Apostila do Seminário de Filosofia
5 de maio de 2001
Pretendendo retomar no Seminário de Filosofia alguns temas do curso História Essencial da Filosofia, que lecionei no Rio de Janeiro em 1993 e 1994, reproduzo aqui um parágrafo da Introdução que estou preparando para a edição desse curso em livro, parágrafo que será objeto de comentários na próxima aula do Seminário em São Paulo e no Rio. – O. de C.
A noção de sabedoria abrange, numa síntese inseparável, ciência, essência, consciência e existência. O sábio não apenas possui o conhecimento do essencial, mas reconhece nele a essência da sua autoconsciência e o manifesta na sua existência enquanto forma humana do essencial. Uma existência na qual se torna visível a autoconsciência do essencial é, sob todos os títulos, uma imago Dei. Mas isto só pode ser plenamente reconhecido por quem seja também sábio ou por aqueles que, não o sendo, se coloquem na perspectiva adequada para enxergar a sabedoria em vista de realizá-la no futuro. São estes os que se denominam “filósofos”. Platão dizia-os “amantes de espetáculos”. Nem todo aquele que pode apreciar a prática de um esporte ou de uma arte está em condições de praticá-los pessoalmente. Mas a apreciação é condição indispensável para a prática futura. Aquilo que você não pode sequer ver, você não pode possuir e muito menos incorporar em você como qualidade pessoal. Filosofia é visibilidade de uma sabedoria a realizar.

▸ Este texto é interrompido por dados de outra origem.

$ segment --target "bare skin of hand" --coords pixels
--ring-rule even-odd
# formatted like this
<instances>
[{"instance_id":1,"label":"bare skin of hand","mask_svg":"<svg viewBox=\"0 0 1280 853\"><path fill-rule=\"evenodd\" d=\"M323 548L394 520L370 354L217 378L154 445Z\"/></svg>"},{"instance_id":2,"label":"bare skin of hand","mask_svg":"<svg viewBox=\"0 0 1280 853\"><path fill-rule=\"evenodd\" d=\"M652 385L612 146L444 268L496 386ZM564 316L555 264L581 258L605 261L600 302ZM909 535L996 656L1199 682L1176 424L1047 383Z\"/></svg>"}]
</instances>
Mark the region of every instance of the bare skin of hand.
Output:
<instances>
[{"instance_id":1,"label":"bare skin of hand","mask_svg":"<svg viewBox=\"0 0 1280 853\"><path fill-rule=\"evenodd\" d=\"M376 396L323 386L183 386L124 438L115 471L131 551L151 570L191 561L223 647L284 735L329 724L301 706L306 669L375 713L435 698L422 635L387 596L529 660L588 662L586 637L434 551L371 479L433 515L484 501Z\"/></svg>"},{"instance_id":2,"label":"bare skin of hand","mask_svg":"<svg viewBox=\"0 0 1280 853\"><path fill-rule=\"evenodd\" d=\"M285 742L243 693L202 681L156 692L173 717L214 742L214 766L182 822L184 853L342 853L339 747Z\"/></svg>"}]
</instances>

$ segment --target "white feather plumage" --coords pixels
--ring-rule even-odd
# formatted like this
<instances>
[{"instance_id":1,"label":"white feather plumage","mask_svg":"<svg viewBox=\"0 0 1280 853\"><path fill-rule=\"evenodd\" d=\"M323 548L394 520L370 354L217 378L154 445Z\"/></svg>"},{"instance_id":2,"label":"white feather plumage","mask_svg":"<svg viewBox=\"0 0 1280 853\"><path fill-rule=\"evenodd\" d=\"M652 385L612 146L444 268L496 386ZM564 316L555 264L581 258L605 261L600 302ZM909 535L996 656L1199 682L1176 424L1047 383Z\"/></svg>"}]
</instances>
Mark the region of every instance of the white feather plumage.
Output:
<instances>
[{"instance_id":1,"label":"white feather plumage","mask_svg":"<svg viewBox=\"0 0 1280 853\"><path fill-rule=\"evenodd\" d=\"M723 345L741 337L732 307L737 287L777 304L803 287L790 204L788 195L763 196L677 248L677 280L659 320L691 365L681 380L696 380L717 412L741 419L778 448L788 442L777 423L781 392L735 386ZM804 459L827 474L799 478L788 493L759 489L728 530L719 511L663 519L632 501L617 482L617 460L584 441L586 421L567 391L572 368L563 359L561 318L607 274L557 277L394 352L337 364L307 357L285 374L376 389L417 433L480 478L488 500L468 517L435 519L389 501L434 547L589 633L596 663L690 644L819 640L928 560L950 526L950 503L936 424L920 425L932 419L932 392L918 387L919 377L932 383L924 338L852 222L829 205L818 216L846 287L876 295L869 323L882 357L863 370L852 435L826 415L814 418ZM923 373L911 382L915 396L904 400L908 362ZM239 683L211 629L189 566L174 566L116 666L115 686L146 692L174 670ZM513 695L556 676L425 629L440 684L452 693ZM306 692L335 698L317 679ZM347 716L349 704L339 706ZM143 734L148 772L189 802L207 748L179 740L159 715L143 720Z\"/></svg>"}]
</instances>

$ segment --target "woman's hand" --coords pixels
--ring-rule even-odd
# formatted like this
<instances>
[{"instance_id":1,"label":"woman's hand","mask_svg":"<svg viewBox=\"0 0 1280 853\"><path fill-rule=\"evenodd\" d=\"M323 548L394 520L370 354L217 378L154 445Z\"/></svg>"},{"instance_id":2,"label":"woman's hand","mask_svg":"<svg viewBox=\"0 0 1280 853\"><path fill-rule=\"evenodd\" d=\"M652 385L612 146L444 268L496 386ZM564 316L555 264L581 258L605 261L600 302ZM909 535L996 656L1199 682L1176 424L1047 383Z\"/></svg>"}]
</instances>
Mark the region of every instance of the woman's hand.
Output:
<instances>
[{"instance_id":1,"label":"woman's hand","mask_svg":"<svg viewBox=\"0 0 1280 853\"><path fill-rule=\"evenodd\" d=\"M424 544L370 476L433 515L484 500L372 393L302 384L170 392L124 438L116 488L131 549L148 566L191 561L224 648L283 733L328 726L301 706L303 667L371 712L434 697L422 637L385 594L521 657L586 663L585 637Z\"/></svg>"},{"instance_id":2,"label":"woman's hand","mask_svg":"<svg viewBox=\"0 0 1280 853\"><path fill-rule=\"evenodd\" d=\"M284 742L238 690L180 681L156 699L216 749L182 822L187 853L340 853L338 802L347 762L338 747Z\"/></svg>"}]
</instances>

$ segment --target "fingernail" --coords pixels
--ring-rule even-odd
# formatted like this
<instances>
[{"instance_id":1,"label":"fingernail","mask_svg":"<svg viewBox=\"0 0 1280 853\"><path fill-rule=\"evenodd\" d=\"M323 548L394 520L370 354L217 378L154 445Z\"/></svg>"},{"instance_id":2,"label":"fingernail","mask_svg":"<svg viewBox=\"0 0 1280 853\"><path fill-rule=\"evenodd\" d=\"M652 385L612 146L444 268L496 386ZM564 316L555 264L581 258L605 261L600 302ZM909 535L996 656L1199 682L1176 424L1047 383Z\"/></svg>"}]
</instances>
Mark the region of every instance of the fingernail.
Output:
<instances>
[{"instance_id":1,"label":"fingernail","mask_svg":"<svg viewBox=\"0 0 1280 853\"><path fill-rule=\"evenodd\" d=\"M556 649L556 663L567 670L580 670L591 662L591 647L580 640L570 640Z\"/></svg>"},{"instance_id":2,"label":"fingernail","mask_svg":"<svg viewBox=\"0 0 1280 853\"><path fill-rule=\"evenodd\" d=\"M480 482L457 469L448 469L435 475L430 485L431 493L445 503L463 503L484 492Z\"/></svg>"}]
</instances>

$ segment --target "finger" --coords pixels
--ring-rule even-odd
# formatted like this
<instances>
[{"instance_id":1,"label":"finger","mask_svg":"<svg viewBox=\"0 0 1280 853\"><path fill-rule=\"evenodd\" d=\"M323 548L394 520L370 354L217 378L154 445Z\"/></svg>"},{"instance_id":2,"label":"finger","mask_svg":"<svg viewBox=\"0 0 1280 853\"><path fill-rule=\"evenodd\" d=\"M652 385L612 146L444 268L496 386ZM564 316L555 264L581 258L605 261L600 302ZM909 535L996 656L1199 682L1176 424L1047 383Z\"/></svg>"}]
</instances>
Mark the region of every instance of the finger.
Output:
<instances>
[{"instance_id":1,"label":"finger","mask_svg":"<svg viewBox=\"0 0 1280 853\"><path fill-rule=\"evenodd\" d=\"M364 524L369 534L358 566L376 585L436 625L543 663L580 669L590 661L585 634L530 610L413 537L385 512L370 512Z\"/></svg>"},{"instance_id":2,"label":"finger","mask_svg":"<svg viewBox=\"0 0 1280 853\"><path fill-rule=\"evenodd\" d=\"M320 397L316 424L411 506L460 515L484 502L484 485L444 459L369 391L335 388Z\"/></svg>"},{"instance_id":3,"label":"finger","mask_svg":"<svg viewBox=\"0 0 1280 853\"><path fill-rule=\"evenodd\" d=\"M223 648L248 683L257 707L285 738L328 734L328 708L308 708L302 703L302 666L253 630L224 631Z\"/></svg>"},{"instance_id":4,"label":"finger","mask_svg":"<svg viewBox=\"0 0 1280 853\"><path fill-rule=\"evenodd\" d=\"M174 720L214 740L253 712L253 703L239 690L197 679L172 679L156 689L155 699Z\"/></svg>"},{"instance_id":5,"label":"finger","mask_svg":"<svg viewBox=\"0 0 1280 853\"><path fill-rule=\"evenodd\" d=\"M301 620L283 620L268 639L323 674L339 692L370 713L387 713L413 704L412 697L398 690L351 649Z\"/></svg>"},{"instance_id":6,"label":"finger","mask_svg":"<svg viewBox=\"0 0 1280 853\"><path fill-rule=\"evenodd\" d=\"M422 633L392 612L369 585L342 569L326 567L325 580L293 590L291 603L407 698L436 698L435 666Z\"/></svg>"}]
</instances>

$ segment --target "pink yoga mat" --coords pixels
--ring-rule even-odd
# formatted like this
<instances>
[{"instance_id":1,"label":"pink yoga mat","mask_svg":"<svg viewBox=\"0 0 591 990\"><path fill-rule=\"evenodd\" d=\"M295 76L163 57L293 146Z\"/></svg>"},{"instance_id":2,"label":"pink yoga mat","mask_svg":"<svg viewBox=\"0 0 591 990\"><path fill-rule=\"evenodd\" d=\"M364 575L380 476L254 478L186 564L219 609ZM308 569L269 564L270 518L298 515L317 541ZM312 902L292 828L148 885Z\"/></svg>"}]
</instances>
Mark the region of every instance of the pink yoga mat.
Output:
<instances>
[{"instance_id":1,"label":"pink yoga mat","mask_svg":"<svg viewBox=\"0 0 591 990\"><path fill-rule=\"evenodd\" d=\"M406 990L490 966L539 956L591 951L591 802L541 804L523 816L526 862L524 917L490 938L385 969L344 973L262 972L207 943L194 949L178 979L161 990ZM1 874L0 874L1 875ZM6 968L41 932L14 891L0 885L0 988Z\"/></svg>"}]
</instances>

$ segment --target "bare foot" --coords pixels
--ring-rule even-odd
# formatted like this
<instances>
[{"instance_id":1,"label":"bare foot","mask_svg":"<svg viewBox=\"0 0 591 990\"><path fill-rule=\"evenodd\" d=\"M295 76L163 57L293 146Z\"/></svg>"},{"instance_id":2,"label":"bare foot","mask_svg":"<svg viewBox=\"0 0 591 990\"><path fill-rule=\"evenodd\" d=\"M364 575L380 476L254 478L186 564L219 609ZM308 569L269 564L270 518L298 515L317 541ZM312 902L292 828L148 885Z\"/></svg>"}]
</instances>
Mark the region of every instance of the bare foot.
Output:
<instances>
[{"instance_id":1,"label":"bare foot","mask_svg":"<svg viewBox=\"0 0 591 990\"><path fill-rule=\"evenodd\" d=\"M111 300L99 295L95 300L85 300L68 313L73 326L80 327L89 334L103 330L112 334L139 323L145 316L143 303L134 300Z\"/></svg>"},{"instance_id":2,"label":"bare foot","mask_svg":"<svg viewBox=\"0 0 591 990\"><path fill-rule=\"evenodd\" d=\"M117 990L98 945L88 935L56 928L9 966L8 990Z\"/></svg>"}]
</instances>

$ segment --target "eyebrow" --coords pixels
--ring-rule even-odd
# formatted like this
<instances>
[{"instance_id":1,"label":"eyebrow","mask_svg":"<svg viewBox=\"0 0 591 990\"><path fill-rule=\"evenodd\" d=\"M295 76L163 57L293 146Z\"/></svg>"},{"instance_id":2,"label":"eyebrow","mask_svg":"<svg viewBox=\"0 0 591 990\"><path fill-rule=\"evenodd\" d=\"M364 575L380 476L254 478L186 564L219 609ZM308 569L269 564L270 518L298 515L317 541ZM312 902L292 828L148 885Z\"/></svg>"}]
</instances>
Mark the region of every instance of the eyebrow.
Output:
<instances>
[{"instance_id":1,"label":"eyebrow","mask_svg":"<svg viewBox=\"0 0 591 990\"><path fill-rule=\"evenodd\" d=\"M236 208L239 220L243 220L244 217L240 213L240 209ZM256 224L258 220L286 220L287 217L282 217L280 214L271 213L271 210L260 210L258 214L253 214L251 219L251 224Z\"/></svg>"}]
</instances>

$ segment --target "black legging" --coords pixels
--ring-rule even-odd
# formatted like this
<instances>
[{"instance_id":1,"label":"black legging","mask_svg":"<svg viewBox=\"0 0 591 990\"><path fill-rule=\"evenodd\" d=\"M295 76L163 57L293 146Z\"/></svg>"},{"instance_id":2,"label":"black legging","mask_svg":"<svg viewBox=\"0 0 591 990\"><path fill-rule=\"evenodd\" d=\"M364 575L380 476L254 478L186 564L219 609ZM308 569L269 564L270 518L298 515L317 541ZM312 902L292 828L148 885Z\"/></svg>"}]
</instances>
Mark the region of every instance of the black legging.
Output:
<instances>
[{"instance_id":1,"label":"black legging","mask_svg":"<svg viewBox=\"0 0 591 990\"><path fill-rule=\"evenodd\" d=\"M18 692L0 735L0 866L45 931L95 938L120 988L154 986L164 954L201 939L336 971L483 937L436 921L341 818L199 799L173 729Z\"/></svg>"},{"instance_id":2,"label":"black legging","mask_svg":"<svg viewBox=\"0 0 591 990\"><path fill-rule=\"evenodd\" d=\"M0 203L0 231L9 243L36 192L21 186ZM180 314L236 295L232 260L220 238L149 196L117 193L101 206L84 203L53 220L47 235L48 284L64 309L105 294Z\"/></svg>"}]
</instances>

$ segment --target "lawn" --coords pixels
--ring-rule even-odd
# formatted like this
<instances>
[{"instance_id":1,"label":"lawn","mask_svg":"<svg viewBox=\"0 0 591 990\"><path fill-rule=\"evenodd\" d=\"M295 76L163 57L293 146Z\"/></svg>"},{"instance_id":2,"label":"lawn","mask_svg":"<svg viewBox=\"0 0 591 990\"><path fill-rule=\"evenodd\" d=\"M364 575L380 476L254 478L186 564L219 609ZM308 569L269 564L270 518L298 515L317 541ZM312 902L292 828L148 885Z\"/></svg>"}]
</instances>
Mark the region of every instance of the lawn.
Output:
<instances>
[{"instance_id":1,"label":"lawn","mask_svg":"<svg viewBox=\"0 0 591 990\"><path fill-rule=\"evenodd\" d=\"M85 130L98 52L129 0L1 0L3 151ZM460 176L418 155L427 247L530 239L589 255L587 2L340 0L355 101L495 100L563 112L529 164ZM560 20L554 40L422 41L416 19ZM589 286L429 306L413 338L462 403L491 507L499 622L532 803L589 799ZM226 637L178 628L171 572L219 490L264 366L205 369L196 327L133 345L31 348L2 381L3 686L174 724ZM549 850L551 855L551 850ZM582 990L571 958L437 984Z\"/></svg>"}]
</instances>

O fato de que, ao longo da história, os elementos dessa síntese tenham se separado ao ponto de hoje ser difícil concebê-los juntos na identidade de um homem não modifica em nada a definição originária da filosofia, mas sugere apenas que o nome filosofia foi sendo atribuído a coisas que ficam muito aquém das ambições dos primeiros filósofos. A ciência e a essência, por exemplo, entraram em antagonismo desde que Kant proclamou a impossibilidade de conhecer o que quer que seja para além dos fenômenos ou aparências. Ciência e consciência também já não parecem ter nada a ver uma com a outra desde que se admitiu a noção de ciência como um conjunto de registros padronizados que podem ser adquiridos mediante puro adestramento de aptidões cognitivas isoladas, sem qualquer comprometimento da personalidade total. Isto produz como seqüela a ruptura de ciência e existência: a ciência torna-se o desempenho de um papel social nas horas de expediente, sem relação com a vida íntima da autoconsciência. E assim por diante.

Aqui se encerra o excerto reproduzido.